Mobile User Interface Summarization generates succinct language descriptions of mobile screens for conveying important contents and functionalities of the screen, which can be useful for many language-based application scenarios. We present Screen2Words, a novel screen summarization approach that automatically encapsulates essential information of a UI screen into a coherent language phrase. Summarizing mobile screens requires a holistic understanding of the multi-modal data of mobile UIs, including text, image, structures as well as UI semantics, motivating our multi-modal learning approach. We collected and analyzed a large-scale screen summarization dataset annotated by human workers.

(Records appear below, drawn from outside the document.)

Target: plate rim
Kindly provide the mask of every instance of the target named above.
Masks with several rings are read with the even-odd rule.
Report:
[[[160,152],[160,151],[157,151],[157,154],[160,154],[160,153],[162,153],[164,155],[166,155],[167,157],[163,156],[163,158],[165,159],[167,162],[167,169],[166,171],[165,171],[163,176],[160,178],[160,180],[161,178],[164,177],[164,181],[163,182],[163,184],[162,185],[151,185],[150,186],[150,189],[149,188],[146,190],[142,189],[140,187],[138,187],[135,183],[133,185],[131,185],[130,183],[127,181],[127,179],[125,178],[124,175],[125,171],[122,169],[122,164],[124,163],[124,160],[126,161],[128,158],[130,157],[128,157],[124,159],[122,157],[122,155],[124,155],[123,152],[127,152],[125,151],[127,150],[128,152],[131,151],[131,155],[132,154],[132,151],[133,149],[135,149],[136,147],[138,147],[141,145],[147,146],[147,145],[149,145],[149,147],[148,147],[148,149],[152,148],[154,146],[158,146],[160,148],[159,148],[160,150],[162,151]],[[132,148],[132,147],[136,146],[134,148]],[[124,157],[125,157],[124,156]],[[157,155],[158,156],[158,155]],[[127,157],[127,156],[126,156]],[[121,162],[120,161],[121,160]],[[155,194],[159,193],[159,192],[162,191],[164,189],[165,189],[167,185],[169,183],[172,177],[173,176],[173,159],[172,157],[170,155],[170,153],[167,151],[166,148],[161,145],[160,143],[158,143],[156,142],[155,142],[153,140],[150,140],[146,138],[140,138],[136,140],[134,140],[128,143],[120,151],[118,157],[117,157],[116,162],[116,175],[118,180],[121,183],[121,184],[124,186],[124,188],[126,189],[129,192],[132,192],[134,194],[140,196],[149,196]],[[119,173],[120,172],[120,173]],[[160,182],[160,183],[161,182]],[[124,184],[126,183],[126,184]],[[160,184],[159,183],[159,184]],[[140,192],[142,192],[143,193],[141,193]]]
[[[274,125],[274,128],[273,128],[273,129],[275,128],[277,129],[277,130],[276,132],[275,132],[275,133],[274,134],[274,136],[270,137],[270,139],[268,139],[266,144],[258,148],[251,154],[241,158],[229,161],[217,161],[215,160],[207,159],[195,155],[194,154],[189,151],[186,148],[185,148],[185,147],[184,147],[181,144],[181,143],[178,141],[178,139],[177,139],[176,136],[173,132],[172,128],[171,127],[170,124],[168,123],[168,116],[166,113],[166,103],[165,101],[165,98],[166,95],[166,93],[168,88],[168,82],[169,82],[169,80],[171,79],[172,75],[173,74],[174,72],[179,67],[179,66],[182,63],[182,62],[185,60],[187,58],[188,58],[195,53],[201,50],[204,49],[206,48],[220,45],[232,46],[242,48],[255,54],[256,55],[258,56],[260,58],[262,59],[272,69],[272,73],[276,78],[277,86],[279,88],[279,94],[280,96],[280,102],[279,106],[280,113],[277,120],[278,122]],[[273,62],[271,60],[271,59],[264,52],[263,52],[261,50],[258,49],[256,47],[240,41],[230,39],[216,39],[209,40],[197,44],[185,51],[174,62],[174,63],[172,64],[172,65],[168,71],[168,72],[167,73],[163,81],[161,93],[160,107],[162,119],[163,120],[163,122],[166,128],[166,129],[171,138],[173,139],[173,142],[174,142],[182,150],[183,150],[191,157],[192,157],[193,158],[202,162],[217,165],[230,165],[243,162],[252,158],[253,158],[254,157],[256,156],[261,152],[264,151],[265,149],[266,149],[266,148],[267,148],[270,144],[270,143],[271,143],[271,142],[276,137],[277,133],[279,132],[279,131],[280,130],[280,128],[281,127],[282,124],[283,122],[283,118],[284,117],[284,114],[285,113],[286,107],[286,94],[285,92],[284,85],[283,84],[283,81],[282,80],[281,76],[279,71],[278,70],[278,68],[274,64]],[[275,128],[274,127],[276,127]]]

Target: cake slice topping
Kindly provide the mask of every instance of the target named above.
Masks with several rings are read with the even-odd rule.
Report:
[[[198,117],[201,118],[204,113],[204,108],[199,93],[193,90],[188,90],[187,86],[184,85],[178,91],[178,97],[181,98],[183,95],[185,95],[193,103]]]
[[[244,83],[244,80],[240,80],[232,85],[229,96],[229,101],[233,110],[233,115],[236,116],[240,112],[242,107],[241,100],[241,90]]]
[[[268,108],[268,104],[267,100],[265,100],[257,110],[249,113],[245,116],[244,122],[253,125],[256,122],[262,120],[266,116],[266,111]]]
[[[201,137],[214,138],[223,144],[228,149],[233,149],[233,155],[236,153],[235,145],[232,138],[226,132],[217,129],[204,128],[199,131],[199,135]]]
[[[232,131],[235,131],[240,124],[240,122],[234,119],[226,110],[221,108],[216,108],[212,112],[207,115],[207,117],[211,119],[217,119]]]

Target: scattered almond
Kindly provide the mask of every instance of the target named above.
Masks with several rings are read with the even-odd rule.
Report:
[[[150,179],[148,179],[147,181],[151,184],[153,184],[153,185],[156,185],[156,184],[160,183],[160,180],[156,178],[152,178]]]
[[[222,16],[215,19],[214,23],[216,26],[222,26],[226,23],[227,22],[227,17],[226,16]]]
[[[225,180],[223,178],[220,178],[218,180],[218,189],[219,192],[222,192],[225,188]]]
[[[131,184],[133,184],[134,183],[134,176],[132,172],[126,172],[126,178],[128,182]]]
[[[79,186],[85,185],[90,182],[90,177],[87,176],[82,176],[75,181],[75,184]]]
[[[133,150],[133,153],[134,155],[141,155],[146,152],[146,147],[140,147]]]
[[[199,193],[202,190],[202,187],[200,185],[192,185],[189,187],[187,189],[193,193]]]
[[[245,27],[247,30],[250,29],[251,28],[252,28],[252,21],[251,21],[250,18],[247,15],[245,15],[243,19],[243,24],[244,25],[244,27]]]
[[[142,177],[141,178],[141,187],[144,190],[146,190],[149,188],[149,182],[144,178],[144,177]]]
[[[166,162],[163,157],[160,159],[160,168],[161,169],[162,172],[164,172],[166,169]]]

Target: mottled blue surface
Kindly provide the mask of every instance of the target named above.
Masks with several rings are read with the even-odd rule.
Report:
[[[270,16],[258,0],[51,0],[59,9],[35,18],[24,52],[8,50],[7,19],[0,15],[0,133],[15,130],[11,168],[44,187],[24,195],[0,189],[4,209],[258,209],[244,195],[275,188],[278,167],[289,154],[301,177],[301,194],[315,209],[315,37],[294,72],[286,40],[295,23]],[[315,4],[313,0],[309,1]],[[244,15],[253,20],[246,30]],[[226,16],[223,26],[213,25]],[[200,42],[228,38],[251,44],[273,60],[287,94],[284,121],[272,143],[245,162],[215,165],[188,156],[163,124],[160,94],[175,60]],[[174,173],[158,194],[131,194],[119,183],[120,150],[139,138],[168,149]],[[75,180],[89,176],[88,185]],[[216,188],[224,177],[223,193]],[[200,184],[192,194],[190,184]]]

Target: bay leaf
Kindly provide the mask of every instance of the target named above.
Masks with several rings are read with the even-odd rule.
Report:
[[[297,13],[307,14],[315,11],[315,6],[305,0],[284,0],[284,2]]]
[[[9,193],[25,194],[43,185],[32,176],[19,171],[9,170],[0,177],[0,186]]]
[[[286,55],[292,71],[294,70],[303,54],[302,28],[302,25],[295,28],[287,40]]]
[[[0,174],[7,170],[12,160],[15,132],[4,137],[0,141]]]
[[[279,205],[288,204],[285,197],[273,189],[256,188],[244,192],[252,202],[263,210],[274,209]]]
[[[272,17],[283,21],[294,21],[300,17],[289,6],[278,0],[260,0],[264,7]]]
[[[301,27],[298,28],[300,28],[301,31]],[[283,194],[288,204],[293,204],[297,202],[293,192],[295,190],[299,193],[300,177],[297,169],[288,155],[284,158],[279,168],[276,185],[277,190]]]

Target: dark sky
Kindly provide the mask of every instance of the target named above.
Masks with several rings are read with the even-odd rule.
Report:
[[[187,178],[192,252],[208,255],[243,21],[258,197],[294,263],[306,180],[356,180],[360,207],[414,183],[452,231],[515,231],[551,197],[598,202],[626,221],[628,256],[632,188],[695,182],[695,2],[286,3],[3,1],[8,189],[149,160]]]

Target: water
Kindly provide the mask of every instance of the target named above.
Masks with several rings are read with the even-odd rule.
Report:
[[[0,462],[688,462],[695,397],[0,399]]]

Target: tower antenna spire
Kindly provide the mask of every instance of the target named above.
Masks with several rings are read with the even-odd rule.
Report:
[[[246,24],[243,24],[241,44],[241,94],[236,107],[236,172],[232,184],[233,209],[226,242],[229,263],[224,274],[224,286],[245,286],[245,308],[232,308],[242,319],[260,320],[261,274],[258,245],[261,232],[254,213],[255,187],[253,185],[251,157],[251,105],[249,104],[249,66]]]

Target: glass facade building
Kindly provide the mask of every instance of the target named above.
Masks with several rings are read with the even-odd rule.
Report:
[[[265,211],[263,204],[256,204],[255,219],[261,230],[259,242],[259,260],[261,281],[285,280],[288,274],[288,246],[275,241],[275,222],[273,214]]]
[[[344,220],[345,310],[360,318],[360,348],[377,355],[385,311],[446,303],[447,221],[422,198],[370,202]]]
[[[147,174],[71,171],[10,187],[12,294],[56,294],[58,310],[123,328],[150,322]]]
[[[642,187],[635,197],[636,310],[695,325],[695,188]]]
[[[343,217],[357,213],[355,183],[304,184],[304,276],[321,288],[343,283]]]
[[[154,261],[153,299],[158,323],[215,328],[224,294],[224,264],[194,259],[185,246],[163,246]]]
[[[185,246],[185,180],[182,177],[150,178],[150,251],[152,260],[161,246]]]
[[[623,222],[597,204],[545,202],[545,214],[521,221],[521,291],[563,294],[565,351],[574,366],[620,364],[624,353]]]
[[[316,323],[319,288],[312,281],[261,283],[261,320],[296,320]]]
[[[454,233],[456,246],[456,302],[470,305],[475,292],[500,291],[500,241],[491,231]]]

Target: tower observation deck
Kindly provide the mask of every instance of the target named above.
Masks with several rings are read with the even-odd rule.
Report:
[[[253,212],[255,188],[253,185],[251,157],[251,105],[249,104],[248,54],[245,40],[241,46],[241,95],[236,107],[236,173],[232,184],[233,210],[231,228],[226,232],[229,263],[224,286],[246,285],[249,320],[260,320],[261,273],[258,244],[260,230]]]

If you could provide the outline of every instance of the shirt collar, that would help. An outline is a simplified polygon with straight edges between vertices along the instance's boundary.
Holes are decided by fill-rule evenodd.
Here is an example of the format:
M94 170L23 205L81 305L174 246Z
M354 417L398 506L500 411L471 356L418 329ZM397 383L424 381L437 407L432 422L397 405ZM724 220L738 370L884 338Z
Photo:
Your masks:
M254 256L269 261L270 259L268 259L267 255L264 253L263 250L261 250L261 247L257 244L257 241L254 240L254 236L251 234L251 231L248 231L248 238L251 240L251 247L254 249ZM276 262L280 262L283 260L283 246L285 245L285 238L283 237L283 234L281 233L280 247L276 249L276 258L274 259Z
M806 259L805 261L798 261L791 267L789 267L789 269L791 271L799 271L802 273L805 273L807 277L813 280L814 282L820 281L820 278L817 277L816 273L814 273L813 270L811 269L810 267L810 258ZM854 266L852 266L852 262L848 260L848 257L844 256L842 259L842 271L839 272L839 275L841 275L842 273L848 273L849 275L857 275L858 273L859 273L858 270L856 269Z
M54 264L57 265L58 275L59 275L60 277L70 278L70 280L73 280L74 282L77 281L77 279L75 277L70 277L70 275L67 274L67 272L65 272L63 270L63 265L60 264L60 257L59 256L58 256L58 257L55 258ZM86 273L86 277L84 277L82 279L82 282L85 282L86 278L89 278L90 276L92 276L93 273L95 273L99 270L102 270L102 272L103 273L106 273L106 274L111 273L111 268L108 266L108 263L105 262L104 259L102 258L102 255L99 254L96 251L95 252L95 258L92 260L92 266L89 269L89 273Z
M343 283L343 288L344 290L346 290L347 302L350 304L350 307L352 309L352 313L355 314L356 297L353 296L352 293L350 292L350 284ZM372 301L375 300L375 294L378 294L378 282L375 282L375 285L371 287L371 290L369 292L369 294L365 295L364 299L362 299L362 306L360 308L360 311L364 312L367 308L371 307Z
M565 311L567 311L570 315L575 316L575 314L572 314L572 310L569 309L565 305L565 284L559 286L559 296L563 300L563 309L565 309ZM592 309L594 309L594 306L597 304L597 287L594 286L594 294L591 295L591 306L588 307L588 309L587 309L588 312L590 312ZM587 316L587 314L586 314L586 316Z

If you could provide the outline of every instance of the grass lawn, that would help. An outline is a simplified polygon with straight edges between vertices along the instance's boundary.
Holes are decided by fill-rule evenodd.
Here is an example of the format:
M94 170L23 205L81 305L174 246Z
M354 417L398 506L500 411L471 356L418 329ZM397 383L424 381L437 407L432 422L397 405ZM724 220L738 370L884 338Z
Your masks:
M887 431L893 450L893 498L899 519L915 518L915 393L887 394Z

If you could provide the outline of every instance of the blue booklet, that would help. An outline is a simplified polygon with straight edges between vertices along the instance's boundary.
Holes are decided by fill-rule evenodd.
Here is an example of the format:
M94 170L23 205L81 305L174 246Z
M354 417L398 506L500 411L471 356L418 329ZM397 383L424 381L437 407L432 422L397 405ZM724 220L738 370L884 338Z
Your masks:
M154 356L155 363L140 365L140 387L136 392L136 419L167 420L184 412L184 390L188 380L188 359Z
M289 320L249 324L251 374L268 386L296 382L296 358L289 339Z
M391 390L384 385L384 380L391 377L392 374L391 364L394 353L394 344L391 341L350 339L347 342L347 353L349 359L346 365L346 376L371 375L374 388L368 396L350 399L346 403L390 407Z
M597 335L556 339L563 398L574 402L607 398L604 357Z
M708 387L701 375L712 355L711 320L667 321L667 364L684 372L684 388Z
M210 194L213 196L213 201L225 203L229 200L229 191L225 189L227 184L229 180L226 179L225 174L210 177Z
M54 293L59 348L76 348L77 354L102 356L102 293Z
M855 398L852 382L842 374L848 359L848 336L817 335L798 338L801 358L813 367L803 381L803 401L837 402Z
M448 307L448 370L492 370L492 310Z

Our dataset contains more than 112k language summarization across $\sim$22k unique UI screens. We then experimented with a set of deep models with different configurations. Our evaluation of these models with both automatic accuracy metrics and human rating shows that our approach can generate high-quality summaries for mobile screens. We demonstrate potential use cases of Screen2Words and open-source our dataset and model to lay the foundations for further bridging language and user interfaces.